Suppressions d'emplois chez Nokia France: les syndicats reçus à Bercy

Benjamin Griveaux (3ème en partant de la droite) reçoit les représentants du personnel de Nokia le 14 septembre au ministère des finances / © AFP / ERIC PIERMONT
Venus exposer à Bercy la "duperie" de Nokia, qui a annoncé la semaine dernière plusieurs centaines de suppressions d'emplois supplémentaires en France, contrairement aux engagements pris, les syndicats ont salué une "bonne écoute" du gouvernement, qui n'a pas fait d'"annonce", ni pris "d'engagement" pour l'instant.

Le secrétaire d'Etat à l'Economie Benjamin Griveaux avait indiqué qu'il recevrait jeudi syndicats, élus et direction. Finalement, les responsables français du géant finlandais des équipements télécoms ne seront reçus que la semaine prochaine. Une "réunion tripartite se tiendra avant fin septembre", ont indiqué les syndicats à la sortie de la réunion, accompagnés de quelques élus.

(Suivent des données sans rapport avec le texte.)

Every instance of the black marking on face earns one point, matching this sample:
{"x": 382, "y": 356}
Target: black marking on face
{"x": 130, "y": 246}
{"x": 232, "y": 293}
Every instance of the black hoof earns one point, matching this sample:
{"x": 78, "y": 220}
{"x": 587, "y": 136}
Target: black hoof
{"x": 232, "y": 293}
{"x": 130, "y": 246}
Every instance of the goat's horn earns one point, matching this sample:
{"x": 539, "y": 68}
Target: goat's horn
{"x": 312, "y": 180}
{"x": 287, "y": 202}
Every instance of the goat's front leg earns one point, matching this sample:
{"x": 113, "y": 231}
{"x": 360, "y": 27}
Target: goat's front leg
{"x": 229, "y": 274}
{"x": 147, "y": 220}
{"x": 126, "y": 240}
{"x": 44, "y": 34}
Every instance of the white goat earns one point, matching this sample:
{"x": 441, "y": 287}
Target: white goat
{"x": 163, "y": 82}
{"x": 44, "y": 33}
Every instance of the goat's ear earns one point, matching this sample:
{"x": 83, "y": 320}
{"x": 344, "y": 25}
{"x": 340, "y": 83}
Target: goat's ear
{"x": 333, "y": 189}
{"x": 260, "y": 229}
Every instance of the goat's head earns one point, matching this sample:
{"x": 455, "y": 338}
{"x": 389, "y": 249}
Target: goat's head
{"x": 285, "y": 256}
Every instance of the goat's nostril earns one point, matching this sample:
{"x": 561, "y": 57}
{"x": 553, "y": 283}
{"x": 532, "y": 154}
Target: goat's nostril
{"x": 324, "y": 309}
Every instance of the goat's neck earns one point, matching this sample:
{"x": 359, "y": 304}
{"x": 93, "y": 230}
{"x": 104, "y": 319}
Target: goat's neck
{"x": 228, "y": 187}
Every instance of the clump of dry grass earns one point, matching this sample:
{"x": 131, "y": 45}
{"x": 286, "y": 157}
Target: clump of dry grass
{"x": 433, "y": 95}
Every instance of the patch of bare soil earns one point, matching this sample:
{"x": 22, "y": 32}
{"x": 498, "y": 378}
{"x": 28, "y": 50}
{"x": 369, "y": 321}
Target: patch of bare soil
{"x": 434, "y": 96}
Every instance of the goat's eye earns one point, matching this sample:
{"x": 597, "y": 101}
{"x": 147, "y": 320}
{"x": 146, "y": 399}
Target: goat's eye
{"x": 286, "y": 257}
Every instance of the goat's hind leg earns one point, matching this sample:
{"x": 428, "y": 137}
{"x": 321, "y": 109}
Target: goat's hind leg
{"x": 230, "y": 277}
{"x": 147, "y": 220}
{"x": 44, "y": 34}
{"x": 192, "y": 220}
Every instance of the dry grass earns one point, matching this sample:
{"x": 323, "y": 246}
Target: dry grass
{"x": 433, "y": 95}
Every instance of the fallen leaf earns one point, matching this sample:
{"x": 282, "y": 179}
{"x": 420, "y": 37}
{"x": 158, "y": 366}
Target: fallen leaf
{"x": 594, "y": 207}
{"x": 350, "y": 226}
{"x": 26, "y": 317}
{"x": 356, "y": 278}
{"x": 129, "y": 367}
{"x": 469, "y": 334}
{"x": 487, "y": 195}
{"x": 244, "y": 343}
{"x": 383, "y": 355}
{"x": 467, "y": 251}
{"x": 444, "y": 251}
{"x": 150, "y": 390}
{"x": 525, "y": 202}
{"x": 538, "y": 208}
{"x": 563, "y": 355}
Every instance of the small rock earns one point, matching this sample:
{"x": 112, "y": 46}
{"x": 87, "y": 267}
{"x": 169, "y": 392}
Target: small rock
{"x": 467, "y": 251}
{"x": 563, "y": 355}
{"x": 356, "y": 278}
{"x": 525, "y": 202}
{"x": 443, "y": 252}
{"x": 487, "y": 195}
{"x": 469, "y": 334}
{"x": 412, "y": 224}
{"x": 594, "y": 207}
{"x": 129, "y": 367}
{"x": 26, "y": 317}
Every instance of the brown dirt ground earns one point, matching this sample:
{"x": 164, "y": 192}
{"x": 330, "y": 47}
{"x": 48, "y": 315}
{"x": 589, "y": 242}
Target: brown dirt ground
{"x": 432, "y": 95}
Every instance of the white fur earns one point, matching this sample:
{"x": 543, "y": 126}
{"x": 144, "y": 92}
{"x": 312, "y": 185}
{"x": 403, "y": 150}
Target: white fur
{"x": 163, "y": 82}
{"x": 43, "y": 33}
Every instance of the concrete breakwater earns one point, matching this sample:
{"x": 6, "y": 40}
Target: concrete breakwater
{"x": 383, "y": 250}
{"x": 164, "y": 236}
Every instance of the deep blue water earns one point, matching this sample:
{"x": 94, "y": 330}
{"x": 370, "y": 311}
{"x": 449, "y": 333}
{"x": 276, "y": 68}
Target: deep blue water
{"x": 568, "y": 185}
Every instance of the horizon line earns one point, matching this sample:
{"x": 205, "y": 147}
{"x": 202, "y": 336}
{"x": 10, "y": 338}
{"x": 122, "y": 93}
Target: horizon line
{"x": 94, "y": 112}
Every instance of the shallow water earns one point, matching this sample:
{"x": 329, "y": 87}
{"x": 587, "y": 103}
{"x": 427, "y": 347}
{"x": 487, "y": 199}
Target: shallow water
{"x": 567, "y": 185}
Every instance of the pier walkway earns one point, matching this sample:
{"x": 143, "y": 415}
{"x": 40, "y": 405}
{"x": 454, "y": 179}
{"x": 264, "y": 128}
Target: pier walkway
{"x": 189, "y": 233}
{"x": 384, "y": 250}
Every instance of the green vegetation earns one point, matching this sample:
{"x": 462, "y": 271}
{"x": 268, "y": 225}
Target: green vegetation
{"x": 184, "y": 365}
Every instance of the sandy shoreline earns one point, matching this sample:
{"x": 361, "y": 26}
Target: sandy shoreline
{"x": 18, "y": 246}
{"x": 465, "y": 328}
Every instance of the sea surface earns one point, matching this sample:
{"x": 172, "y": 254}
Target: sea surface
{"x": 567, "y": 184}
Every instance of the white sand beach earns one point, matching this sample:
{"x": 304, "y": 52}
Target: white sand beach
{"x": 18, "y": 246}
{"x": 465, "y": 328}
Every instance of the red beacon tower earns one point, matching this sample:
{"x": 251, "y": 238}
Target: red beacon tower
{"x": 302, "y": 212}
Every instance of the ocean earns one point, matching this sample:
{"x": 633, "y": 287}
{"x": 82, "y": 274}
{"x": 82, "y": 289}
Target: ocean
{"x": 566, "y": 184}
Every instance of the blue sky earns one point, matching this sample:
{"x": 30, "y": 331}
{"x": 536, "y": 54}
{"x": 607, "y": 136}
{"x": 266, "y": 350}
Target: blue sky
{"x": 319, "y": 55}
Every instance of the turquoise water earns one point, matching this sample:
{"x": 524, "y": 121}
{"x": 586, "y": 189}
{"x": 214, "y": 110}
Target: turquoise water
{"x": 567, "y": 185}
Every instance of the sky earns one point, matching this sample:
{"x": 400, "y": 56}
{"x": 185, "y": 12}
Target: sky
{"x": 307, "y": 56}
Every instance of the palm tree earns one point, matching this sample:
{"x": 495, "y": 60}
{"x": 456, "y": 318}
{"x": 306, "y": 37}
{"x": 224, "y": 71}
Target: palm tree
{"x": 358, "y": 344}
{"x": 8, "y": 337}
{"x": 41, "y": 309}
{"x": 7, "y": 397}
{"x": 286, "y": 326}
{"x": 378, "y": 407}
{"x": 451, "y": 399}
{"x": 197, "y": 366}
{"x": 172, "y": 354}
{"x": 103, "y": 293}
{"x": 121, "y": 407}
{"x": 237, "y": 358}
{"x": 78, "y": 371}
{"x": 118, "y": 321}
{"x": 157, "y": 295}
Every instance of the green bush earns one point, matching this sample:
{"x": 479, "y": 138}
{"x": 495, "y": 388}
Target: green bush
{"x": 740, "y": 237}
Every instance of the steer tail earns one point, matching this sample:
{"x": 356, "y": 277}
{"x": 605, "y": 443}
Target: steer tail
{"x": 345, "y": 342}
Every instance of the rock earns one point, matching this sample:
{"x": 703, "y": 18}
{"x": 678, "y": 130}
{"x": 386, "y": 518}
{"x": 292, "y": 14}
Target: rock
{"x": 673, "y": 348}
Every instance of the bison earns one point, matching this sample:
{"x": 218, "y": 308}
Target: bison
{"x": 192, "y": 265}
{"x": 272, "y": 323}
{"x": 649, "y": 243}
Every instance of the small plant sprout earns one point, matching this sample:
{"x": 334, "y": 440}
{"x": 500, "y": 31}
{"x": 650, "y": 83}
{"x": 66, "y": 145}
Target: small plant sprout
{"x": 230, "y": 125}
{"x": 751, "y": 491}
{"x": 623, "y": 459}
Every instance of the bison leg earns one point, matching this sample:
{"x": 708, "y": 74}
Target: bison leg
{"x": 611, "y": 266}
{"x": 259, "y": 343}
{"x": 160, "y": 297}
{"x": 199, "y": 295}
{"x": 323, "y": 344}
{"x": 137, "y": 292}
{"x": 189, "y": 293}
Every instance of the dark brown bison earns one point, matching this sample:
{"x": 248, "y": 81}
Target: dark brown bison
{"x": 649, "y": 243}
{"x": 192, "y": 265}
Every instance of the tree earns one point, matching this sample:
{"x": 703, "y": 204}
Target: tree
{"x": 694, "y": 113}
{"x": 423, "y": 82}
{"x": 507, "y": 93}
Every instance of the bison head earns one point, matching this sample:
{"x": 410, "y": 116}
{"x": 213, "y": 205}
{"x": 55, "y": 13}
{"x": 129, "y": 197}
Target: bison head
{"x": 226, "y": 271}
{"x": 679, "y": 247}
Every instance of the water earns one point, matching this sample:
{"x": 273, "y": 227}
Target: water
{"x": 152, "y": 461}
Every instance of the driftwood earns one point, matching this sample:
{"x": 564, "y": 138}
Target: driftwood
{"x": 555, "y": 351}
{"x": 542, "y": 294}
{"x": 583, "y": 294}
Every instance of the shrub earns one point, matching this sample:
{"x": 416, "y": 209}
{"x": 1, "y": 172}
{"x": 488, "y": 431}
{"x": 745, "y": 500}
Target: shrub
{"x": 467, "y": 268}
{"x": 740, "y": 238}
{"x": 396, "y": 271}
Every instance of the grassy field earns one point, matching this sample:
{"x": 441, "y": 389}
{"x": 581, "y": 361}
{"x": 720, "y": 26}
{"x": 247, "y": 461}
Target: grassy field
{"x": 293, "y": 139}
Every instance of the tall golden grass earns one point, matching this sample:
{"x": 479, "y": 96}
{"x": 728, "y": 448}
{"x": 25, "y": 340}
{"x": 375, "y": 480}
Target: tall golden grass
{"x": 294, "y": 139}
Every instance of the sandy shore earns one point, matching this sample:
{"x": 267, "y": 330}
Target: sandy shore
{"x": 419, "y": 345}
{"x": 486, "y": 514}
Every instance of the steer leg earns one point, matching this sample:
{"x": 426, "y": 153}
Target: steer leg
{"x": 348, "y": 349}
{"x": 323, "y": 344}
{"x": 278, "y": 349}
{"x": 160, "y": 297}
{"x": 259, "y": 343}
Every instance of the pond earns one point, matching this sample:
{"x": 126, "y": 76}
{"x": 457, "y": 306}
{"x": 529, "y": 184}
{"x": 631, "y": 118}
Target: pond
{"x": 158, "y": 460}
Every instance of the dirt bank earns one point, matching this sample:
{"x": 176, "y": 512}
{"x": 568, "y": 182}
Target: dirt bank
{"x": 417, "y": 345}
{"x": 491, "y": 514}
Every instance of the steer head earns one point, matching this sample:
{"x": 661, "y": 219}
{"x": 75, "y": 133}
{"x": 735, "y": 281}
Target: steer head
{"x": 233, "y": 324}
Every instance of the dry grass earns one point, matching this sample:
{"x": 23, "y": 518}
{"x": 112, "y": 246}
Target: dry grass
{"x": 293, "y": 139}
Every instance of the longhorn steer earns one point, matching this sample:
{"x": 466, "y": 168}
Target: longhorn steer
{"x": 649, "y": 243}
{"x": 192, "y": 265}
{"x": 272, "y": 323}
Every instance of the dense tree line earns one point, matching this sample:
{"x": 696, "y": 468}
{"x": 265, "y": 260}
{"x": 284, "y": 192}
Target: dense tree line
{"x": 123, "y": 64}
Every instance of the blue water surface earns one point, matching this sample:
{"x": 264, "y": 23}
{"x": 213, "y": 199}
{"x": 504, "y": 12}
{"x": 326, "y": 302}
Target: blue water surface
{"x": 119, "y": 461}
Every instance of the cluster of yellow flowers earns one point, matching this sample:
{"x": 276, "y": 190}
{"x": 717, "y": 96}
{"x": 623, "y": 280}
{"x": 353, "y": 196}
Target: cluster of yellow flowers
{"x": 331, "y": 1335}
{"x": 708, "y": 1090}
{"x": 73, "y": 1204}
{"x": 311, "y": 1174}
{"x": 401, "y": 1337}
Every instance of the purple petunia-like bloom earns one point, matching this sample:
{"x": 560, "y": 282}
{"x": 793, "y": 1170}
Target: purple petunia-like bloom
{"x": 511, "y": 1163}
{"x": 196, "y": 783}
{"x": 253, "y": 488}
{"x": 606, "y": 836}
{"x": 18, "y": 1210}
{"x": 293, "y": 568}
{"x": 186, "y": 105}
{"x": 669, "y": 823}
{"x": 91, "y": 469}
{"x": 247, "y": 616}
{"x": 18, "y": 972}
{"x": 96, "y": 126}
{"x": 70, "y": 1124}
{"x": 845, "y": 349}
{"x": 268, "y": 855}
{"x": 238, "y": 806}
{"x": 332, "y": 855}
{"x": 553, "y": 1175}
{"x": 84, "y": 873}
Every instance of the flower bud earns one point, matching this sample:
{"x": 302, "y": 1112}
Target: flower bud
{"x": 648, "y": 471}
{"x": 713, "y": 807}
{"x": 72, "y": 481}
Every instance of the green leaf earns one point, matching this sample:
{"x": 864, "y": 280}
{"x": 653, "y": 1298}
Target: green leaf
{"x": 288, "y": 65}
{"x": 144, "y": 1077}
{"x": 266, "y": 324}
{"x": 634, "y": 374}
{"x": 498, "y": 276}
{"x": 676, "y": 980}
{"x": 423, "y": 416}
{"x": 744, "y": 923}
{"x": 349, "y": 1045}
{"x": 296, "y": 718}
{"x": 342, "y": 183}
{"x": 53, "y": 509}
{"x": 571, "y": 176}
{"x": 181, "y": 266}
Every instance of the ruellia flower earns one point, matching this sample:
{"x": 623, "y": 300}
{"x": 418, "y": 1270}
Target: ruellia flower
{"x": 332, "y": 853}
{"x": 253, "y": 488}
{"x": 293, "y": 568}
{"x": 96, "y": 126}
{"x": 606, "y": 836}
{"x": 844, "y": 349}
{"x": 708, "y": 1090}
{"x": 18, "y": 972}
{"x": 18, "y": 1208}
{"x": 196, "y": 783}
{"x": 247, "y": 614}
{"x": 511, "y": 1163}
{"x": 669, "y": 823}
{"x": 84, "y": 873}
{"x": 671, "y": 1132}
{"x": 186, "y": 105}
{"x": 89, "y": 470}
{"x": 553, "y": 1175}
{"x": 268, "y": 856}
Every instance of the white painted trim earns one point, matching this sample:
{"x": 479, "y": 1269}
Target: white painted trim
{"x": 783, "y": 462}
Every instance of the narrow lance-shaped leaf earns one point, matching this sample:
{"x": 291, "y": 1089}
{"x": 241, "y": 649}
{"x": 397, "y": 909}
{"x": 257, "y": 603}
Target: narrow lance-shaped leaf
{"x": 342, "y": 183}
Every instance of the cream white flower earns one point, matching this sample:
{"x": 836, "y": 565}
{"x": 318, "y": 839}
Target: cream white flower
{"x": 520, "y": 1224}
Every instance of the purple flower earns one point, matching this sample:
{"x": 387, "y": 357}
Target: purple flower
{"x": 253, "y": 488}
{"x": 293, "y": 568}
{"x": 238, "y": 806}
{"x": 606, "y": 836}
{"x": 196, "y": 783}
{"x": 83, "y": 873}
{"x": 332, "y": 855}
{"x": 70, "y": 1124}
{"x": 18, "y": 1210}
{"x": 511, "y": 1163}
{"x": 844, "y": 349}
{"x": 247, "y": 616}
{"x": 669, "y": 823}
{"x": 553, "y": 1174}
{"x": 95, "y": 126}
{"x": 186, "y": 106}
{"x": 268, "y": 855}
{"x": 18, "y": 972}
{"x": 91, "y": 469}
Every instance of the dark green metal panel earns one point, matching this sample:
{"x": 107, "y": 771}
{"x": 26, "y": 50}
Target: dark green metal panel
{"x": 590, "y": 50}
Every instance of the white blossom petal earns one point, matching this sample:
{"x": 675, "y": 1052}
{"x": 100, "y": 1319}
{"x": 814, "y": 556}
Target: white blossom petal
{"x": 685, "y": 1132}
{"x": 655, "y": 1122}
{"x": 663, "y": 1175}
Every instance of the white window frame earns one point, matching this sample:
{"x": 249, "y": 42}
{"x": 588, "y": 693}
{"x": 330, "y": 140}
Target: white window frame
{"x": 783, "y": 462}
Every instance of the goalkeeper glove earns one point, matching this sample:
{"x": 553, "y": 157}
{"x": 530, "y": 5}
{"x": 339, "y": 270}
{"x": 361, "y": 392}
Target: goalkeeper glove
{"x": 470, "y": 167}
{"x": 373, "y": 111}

C'était "une première réunion, rien d'extraordinaire", a résumé Pascal Guéhéneuf (CFDT) tout en faisant part d'une "bonne écoute" de M. Griveaux, avec de "vrais échanges", a renchéri son homologue de la CFE-CGC Frédéric Aussédat. Mais le secrétaire d'Etat n'a "pas pris d'engagement" avant de rencontrer la direction de Nokia, a ajouté M. Aussédat. Il n'y a eu "aucune annonce", a déploré Claude Josserand (CGT).

Nokia a annoncé le 6 septembre la suppression de 597 emplois supplémentaires en France d'ici 2019. Un plan auquel s'ajoutent 100 départs volontaires, selon la CFE-CGC. Quelque 400 postes avaient déjà été supprimés l'an dernier.

Les syndicats étaient venus demander au gouvernement de "faire respecter la parole donnée" par Nokia lors du rachat d'Alcatel Lucent début 2016. Le groupe finlandais s'était alors engagé à maintenir les effectifs à hauteur de "4.200 pendant deux ans", selon l'intersyndicale. Un engagement non tenu, une "duperie", puisque les effectifs actuels sont de "3.941", a précisé M. Guéhéneuf.

En cause, des embauches qui devaient être faites dans le secteur de la recherche et développement pour porter son effectif à 2.500. Sur les 500 prévues, seule une centaine ont été réalisées, selon les syndicats.

Ces derniers voudraient que le plan social soit bloqué "tant que le niveau de 4.200 n'est pas atteint", a expliqué M. Josserand, qui a évoqué un "cas de dumping social", les emplois touchés (fonctions centrales et support) devant être délocalisés dans des pays à bas coûts selon les syndicats.

Au-delà, l'intersyndicale attend aussi des engagements sur la "pérennité de l'activité" en France et sur la "stratégie". "Le seul avenir qu'on nous offre aujourd'hui, c'est la 5G", aucun engagement "n'est tenu" par exemple "sur la cybersécurité", a souligné M. Aussedat.